Ajaran mengenai perbarengan (samenloop van strafbaar feit atau concursus) ini merupakan salah satu ajaran yang tersulit di dalam ilmu pengetahuan hukum pidana, sehingga orang tidak akan dapat memahami apa yang sebenarnya dimaksud dengan samenloop van strafbaar feit itu sendiri, maupun permasalahan-permasalahan yang timbul di dalam ajaran tersebut, apabila orang itu tidak mengikuti perkembangan paham-paham mengenai perkataan feit yang terdapat di dalam rumusan pasal-pasal yang mengatur masalah samenloop itu sendiri. Pembarengan pidana diatur dalam Pasal 63-71 Bab VI KUHP.
Macam-macam Perbarengan Tindak Pidana (Concursus)
1. Concursus Idealis (eendaadsche samen loop)
Concursus Idealis terjadi apabila seseorang melakukan satu perbuatan dan ternyata satu perbuatan tersebut melanggar beberapa ketentuan hukum pidana. Hal ini diatur dalam Pasal 63 KUHP yang berbunyi sebagai berikut :
Jika suatu perbuatan termasuk dalam lebih dari satu aturan norma pidana yang dipakai hanya salah satu dari norma pidana itu, jika hukumannya berlainan, yang dipakai adalah norma pidana yang diancam pidana yang terberat.

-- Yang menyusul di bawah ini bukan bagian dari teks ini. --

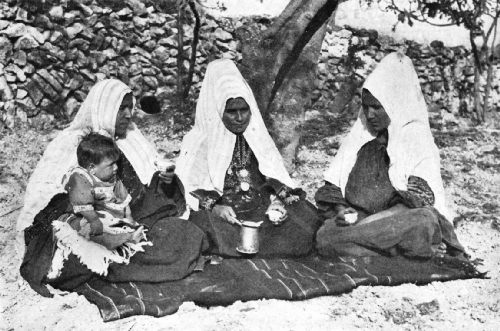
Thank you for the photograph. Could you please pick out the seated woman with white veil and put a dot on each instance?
(383, 192)
(56, 254)
(233, 172)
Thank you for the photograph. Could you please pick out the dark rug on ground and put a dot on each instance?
(252, 279)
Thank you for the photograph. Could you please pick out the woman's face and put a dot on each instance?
(377, 119)
(124, 116)
(236, 115)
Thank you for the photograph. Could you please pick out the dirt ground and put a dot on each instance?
(470, 167)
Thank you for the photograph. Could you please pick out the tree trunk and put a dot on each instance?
(487, 90)
(282, 82)
(180, 53)
(478, 108)
(194, 45)
(287, 110)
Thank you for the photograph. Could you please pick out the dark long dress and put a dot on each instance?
(412, 232)
(177, 243)
(295, 237)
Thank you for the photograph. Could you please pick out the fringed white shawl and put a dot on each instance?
(97, 113)
(207, 150)
(411, 147)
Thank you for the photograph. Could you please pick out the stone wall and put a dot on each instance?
(49, 62)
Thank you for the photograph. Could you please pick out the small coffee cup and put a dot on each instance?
(351, 218)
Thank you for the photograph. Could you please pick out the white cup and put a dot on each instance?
(163, 165)
(351, 218)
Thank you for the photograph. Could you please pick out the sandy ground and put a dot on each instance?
(471, 164)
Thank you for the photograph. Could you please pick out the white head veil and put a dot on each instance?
(207, 149)
(411, 147)
(97, 113)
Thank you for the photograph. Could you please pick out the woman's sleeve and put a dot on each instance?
(207, 199)
(418, 195)
(328, 199)
(160, 199)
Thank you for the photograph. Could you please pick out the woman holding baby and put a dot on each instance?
(67, 238)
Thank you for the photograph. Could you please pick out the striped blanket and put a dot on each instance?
(251, 279)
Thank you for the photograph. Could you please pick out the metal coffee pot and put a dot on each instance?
(249, 238)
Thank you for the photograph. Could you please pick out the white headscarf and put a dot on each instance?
(98, 114)
(207, 150)
(411, 147)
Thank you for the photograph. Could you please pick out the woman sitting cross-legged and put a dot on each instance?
(383, 192)
(234, 173)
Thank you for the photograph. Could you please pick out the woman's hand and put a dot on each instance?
(168, 175)
(138, 235)
(276, 212)
(227, 213)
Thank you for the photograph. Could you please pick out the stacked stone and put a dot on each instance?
(49, 62)
(446, 74)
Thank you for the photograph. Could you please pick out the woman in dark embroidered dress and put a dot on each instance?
(157, 201)
(233, 172)
(383, 192)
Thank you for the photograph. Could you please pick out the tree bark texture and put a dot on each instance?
(280, 67)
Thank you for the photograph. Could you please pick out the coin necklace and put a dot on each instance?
(243, 153)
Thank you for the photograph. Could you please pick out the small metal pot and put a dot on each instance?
(249, 238)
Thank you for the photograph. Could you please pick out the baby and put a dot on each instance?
(99, 201)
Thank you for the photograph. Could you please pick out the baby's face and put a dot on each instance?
(106, 170)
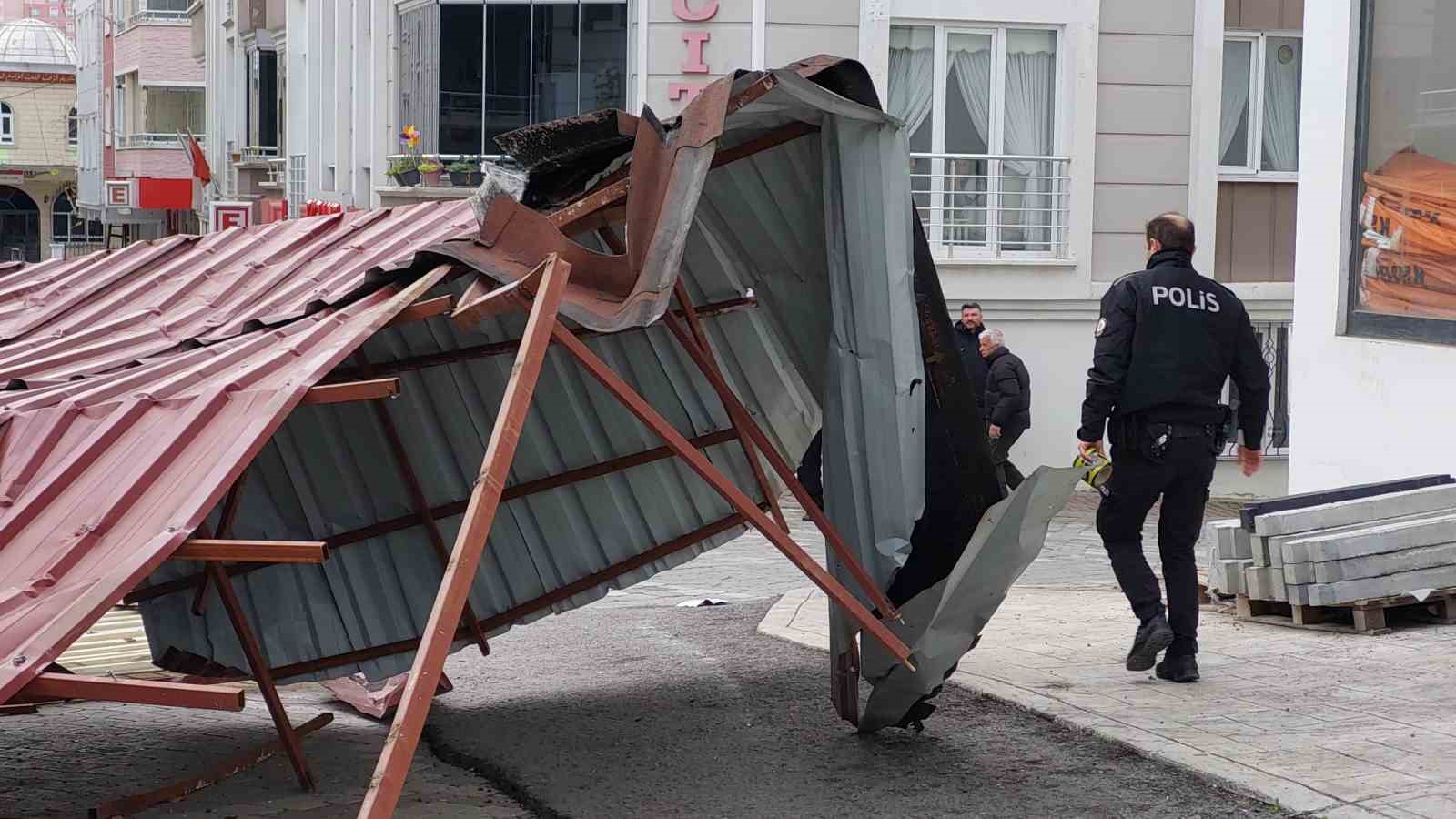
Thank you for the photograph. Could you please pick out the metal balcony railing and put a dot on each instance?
(994, 206)
(153, 140)
(157, 16)
(259, 153)
(1274, 337)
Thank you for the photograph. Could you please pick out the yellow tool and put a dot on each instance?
(1098, 471)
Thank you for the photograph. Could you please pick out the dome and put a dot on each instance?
(36, 46)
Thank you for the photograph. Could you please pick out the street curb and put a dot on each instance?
(1239, 778)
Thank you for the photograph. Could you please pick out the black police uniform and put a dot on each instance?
(1165, 344)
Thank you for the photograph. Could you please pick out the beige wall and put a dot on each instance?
(40, 124)
(1264, 15)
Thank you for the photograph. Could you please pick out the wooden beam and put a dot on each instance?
(507, 347)
(465, 560)
(174, 792)
(449, 511)
(698, 350)
(421, 310)
(735, 413)
(574, 216)
(136, 691)
(705, 470)
(262, 673)
(517, 612)
(254, 551)
(353, 390)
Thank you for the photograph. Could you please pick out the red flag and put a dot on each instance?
(200, 167)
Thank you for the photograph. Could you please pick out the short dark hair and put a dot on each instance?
(1172, 230)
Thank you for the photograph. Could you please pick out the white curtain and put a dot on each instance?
(912, 85)
(966, 196)
(1235, 96)
(1031, 86)
(1281, 106)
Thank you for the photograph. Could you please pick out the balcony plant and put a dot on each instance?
(466, 172)
(405, 169)
(430, 167)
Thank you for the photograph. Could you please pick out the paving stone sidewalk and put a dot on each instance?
(1334, 724)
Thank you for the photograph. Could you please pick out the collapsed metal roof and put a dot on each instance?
(149, 382)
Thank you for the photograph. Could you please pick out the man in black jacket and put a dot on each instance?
(968, 339)
(1008, 402)
(1165, 344)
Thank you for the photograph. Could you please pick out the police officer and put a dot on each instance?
(1167, 341)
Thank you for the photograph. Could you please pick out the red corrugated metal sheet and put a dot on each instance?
(142, 383)
(70, 318)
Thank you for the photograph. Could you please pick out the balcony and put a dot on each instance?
(996, 207)
(152, 140)
(1274, 337)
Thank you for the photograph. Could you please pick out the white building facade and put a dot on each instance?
(1043, 133)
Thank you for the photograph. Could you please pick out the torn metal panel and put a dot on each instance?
(945, 622)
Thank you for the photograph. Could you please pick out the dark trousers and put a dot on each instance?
(1181, 479)
(1001, 457)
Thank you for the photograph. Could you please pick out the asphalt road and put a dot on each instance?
(689, 712)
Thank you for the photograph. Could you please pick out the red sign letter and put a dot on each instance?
(684, 14)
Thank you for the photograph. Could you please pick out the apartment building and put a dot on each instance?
(138, 94)
(1041, 133)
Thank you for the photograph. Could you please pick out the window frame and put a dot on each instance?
(1254, 172)
(996, 127)
(487, 149)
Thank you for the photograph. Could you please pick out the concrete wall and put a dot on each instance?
(801, 28)
(1365, 410)
(1256, 235)
(1143, 120)
(162, 53)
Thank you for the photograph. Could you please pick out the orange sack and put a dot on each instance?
(1410, 238)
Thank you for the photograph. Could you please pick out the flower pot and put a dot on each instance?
(466, 178)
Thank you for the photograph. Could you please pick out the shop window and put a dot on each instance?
(982, 111)
(1259, 127)
(70, 229)
(504, 66)
(1402, 273)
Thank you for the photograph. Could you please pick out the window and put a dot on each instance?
(509, 65)
(175, 109)
(1402, 273)
(982, 109)
(1259, 127)
(70, 229)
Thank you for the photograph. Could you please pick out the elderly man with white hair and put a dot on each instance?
(1008, 402)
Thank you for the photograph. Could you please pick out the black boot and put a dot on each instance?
(1150, 640)
(1178, 669)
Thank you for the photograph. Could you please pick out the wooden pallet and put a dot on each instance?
(1360, 617)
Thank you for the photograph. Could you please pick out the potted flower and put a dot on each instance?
(430, 167)
(466, 172)
(405, 171)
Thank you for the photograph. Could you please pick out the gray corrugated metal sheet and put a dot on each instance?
(819, 229)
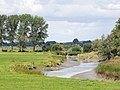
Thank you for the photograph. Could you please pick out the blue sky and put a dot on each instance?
(69, 19)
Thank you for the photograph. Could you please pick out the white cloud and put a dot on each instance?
(89, 18)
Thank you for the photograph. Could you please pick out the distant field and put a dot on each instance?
(14, 81)
(110, 69)
(16, 49)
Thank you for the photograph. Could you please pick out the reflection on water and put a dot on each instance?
(69, 72)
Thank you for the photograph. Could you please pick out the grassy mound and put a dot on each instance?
(15, 81)
(110, 69)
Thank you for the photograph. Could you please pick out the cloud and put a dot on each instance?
(19, 7)
(85, 19)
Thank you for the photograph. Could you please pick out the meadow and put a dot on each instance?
(110, 69)
(11, 80)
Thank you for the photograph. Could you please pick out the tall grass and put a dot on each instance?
(110, 69)
(90, 55)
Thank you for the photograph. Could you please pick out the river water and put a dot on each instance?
(71, 71)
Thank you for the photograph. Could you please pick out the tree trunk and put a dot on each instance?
(12, 47)
(34, 48)
(1, 47)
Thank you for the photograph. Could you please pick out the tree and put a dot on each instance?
(22, 33)
(12, 25)
(87, 47)
(57, 47)
(111, 45)
(2, 29)
(76, 41)
(96, 44)
(76, 48)
(38, 31)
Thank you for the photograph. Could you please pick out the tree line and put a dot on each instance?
(21, 29)
(109, 46)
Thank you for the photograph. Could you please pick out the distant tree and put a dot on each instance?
(76, 41)
(87, 47)
(2, 29)
(12, 25)
(38, 31)
(76, 48)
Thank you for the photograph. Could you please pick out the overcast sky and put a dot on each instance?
(69, 19)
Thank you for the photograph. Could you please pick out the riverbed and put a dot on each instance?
(76, 69)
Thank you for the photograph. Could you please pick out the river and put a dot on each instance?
(71, 71)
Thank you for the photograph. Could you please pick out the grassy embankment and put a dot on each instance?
(110, 69)
(10, 80)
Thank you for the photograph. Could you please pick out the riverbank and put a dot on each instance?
(91, 75)
(75, 69)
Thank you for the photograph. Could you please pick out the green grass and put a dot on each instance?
(90, 55)
(110, 69)
(10, 80)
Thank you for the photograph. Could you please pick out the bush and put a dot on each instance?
(74, 53)
(26, 69)
(110, 69)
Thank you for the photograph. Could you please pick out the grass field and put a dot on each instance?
(110, 69)
(14, 81)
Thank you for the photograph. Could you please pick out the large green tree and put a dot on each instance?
(111, 45)
(2, 29)
(12, 26)
(22, 33)
(38, 31)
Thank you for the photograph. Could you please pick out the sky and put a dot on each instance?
(69, 19)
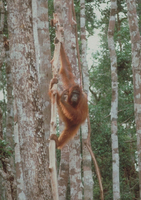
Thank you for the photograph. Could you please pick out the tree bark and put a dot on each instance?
(87, 172)
(114, 102)
(29, 131)
(136, 67)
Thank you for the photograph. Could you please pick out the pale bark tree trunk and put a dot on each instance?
(114, 103)
(136, 66)
(32, 174)
(6, 172)
(2, 50)
(45, 70)
(87, 172)
(74, 156)
(64, 162)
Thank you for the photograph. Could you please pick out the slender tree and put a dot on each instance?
(87, 172)
(136, 66)
(114, 102)
(32, 174)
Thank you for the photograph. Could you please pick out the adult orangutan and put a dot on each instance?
(72, 102)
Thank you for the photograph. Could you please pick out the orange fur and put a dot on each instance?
(73, 114)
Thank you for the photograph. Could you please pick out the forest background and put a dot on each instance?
(26, 40)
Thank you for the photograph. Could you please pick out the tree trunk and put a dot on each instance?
(114, 102)
(136, 66)
(74, 148)
(87, 172)
(29, 131)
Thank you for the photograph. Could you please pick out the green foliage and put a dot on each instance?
(100, 106)
(5, 150)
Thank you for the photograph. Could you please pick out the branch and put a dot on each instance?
(87, 143)
(52, 145)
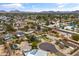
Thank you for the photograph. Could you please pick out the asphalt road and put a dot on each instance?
(50, 48)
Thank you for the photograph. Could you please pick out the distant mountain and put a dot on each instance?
(52, 12)
(2, 11)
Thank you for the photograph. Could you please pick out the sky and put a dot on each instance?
(37, 7)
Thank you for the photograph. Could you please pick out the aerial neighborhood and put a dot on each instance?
(39, 34)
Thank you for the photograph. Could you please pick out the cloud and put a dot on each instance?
(13, 5)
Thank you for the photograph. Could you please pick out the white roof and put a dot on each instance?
(37, 53)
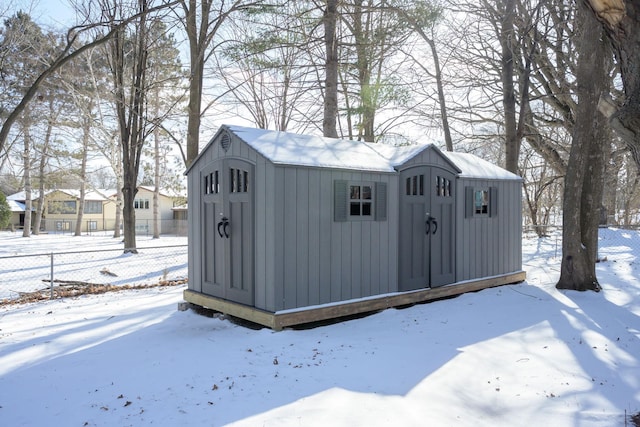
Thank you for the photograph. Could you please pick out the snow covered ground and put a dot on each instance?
(519, 355)
(25, 263)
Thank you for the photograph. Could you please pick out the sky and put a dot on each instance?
(57, 13)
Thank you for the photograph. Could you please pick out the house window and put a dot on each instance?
(61, 207)
(93, 207)
(141, 204)
(481, 202)
(63, 225)
(360, 201)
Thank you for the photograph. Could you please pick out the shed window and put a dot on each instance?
(360, 201)
(212, 183)
(239, 180)
(481, 202)
(443, 187)
(414, 185)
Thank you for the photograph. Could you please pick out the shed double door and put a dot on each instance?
(427, 228)
(227, 244)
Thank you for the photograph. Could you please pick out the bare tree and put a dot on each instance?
(583, 181)
(202, 21)
(621, 22)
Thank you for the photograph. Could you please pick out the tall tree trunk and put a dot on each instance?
(119, 197)
(156, 183)
(507, 36)
(329, 125)
(621, 19)
(26, 231)
(44, 158)
(584, 178)
(86, 128)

Dalam hal pembarengan peraturan dengan rumusan di atas yang menjadi persoalan besar bukan sistem penjatuhan pidananya sebagaimana dalam kalimat dari pasal 63, tetapi persoalan mengenai suatu perbuatan (een feit). Hal ini juga terdapat dan sejalan dengan arti perbuatan pada Pasal 76 mengenai asas ne bis in idem dalam hukum pidana.
Sistem pemberian pidana yang dipakai dalam concursus idealis ini adalah sistem absorbsi yaitu hanya dikenakan satu aturan pidana terberat. Bila mana berbeda-beda maka dikenakan ketentuan yang memuat pidana pokok yang terberat. Syarat terjadinya concursus idealis adalah adanya orang yang melakukan satu perbuatan (feit) dan memenuhi lebih dari satu rumusan delik.
2. Perbuatan berlanjut (voortgezette handeling)
Perbuatan berlanjut terjadi apabila seseorang melakukan beberapa perbuatan (kejahatan atau pelanggaran), dan perbuatan-perbuatan itu ada hubungan sedemikian rupa sehingga harus dipandang sebagai satu perbuatan berlanjut. Mengenai perbuatan berlanjut diatur dalam Pasal 64 KUHP.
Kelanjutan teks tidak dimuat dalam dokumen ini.